Ferry disaster findings

AMID a variety of confronting findings, the Commission of Inquiry into the Rabaul Queen disaster found that 142-161 lives were lost after the ferry capsized on February 2.
Ferry disaster findings Ferry disaster findings Ferry disaster findings Ferry disaster findings Ferry disaster findings

The commission said the ferry should never have left Kimbe for the last leg of its journey to Lae because of the following reasons:

  • The ship was not suitable to operate in force 7 or above weather conditions;
  • the ship was not manned and operated by a competent and appropriately qualified crew;
  • the ship was not maintained in accordance with a considered and recorded maintenance plan;
  • the ship was routinely carrying more passengers than specified by its survey certificate;
  • the crew did not carry out effective safety training drills;
  • the crew was not provided with appropriate procedures and guidelines in the form of a safety management system;
  • the passengers were not mustered and provided with information about the ship, its lifesaving equipment and emergency signals after departure;
  • the ship did not carry lifejackets suitable for use by all of its passengers (ie children and infant lifejackets were not carried);
  • Rabaul Shipping and the master did not consider the most appropriate weather forecast information either before the ship sailed, or during the voyage;
  • the master did not make regular contact with Coastal Radio as required; and
  • The master did not check the ship's stability before leaving port.

Overcrowding was long suspected to be a contributing factor to the capsizing of the old Japanese-made passenger ferry, which occurred after it was struck by three up to 4m-high waves in gale force conditions.

While the ferry was certified to carry up to 310 people, including 295 unberthed passengers and crew, the commission ultimately found there were at least 392 or possibly up to 411 people on board at the time of the disaster.

Rabaul Shipping owner Peter Sharp was a key witness at the inquiry. He did not convince the commission that the accident was an act of god.

If any of the inconsistencies in his testimony were deemed to be in breach of the COI Act, he could face up to 14 years in jail. The commission is not designed to investigate criminal liability and whether Sharp faces criminal proceedings is up to PNG police.

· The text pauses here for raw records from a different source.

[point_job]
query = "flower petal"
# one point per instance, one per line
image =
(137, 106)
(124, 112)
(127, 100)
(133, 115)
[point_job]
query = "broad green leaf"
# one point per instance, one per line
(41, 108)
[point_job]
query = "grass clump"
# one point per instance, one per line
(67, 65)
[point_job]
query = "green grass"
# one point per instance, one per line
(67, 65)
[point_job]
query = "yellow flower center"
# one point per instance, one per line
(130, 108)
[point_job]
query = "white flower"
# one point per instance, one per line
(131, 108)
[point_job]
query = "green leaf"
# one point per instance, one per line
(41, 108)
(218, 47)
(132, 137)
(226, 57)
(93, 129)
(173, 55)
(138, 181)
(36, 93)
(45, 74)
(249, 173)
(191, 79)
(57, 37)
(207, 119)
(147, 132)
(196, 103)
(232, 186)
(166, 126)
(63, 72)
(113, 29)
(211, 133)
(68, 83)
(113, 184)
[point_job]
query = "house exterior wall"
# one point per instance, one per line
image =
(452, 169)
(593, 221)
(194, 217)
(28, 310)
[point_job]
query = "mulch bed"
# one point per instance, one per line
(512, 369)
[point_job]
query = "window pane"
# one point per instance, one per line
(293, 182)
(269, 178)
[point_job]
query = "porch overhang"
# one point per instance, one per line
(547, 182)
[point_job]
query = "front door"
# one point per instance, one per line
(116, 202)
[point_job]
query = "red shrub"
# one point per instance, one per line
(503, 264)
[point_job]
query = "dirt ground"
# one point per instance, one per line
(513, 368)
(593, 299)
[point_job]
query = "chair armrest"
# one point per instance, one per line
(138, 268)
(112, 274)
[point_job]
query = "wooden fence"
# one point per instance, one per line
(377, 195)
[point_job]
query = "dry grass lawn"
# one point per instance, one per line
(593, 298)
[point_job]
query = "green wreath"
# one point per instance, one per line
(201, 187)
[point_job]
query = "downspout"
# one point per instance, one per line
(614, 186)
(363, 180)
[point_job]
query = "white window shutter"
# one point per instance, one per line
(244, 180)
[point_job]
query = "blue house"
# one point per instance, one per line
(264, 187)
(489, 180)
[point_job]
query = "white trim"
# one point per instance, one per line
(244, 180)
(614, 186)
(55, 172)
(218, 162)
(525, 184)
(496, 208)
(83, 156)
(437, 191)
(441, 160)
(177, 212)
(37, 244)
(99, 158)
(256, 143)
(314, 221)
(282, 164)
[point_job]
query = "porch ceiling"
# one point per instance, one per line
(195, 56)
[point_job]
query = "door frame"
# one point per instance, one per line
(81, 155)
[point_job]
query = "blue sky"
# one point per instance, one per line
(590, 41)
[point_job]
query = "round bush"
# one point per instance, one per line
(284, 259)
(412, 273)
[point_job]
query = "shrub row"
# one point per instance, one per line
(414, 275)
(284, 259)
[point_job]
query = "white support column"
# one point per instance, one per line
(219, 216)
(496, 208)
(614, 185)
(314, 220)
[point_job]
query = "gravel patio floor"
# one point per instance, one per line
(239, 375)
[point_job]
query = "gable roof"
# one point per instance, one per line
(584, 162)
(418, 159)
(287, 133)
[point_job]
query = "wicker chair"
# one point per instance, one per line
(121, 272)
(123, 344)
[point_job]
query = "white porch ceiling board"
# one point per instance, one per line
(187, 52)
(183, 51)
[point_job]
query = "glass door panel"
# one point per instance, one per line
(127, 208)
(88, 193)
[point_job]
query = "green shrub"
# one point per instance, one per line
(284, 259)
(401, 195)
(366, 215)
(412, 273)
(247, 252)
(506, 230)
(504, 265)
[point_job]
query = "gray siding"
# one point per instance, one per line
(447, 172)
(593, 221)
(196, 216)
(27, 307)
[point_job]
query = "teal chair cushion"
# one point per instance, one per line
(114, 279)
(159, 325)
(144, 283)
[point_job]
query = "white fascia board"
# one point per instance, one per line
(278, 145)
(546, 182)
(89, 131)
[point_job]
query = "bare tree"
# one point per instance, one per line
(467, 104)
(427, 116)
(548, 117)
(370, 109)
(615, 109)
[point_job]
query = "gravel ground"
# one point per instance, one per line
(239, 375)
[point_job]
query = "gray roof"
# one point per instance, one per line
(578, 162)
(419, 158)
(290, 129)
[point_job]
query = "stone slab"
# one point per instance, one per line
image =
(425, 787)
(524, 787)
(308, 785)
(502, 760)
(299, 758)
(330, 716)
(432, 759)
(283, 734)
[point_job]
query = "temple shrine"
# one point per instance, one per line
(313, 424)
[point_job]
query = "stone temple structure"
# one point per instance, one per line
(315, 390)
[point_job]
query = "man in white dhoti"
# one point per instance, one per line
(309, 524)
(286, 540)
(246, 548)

Of the 34 key recommendations, the following applied to the general maritime industry in PNG:

  • While the legislation does not currently require it, the commission considers every ship operator in PNG should ensure that all of its ships capable of carrying passengers are fitted with an Emergency Position Indicating Radio Beacon (EPIRB) which has Global Positioning System (GPS) capability;
  • While the legislation does not currently require it for all ships, the commission considers that every ship operator in PNG, particularly those operating ships capable of carrying passengers, should introduce and implement a safety management system for any ships operated by it, in line with the requirements of the International Safety Management (ISM) Code;
  • There needs to be proper and effective enforcement of the merchant shipping laws and these laws need to be respected and complied with by all ship owners and operators within the PNG maritime industry. There has been a practice of ignoring the laws, including the Merchant Shipping Act 1975 and its subordinate regulations, which the commission considers will only change if the law is taken seriously by shipping companies and rigorously enforced by the regulator;
  • Ship owners and operators in PNG must ensure they are familiar with the lnternational Maritime Organisation (IMO) document "Revised guidance to the master for avoiding dangerous situations in adverse weather and sea condition" (MSC.1/Circ.1228), and other relevant IMO advice, and develop simple instructions for the masters of their ships to assist them in reducing risk;
  • Owners and operators of ships operating in PNG should ensure that lifejacket storage is clearly signposted, in English and Tok Pisin, and strategically located to facilitate easy access by passengers. The location should be close to exits on the route to muster stations, but clear of doorways. A proportion of lifejackets should be stowed in float free lockers on deck so that, if not accessed prior to a ship sinking, they will be available in the water for anyone who was unable to obtain a lifejacket before entering the water;
  • All masters and crews of passenger ships should wear a form of distinctive uniform to distinguish themselves from passengers so, in an emergency, passengers will know who to turn to for advice.